The UNHCR is using flat-packed shelters for housing refugees. One of these is on display at Canberra Floriade spring flower festival.
The shelter comes in several large cardboard boxes, like flat-pack furniture (but looks easier to assemble than a bookcase). It has a tubular metal frame, stiffened by wires and covered with foam plastic insulated semi-rigid panels. There are small insect screened windows and a solid plastic door.
The shelter has the option of a solar panel with LED light and phone charging point. That may seem an extravagance, but otherwise lighting has to be provided using expensive and dangerous fuel lanterns. Also low cost devices can be charged for use in mobile learning for children.
The shelter is, effect, a semi-rigid tent and, as such is one step up from a tent. It would offer better protection from the elements than a tent and more of a sense of a home. However, it is not luxurious accommodation.
It should be possible to build much larger structures, for community use (for a school for example) from the same building components.
While the flat-packs are relatively small, perhaps they could have been made smaller by using open cell, rather than closed cell foam for the panels. The panels could then be squashed flat for transport, taking up about half the volume (and would expand when unpacked).

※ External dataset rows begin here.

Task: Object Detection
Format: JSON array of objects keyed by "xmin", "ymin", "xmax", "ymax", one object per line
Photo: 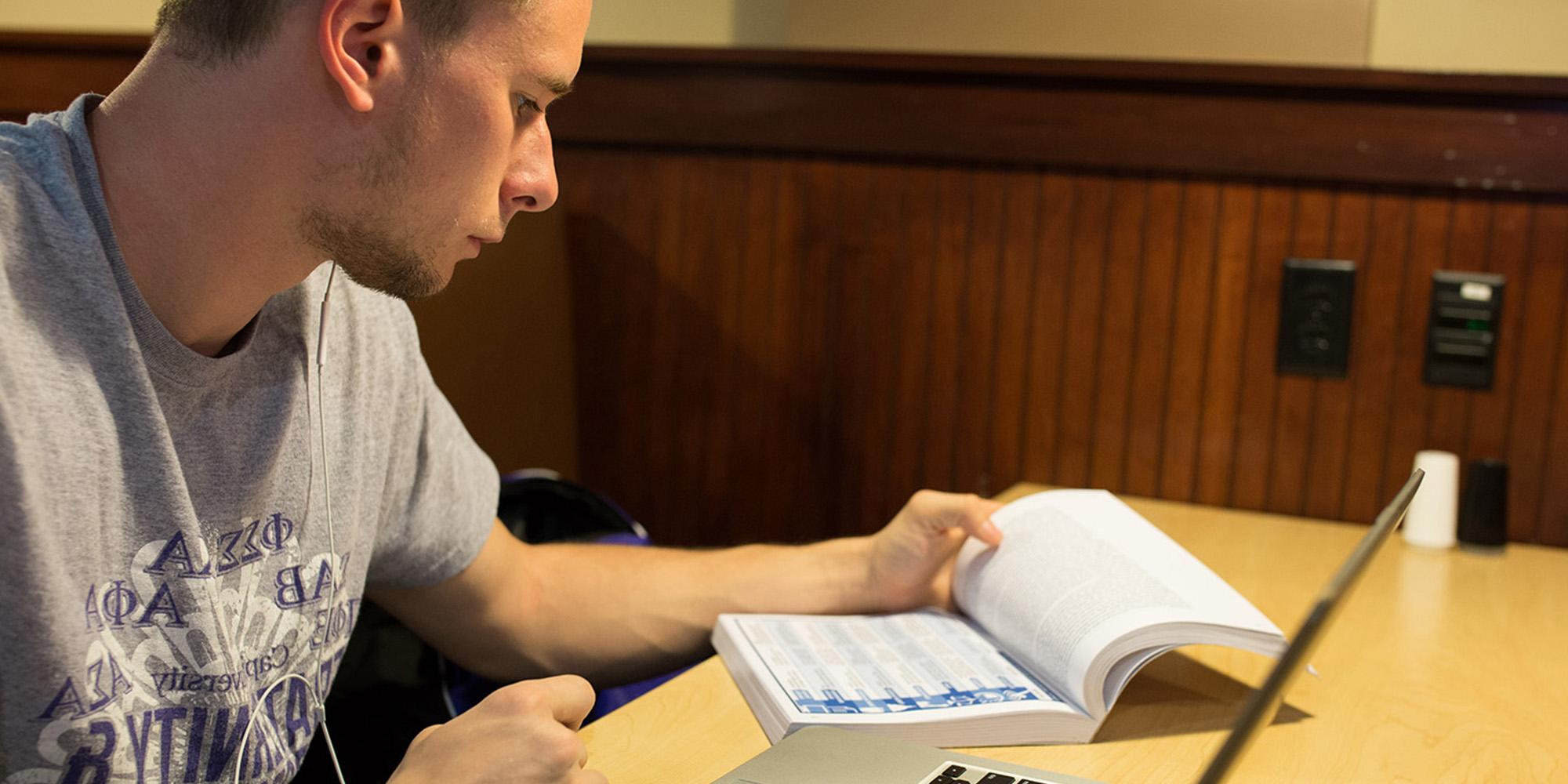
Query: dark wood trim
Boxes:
[
  {"xmin": 0, "ymin": 33, "xmax": 1568, "ymax": 196},
  {"xmin": 552, "ymin": 47, "xmax": 1568, "ymax": 194},
  {"xmin": 0, "ymin": 33, "xmax": 147, "ymax": 122},
  {"xmin": 583, "ymin": 45, "xmax": 1568, "ymax": 100}
]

Transport for such units would be "bulked out": that is the human porter, pack animal, truck, ship or aircraft, would be limited by the volume it could carry, not the weight. Making the unit more compact, even if sightly heavier, would allow more to be carried. It should be possible to make the panels out of metal. This would make the shelters more durable (and fire resistant). The panels could be made to become corrugated for stiffness, when unpacked and the foam insulation core expands.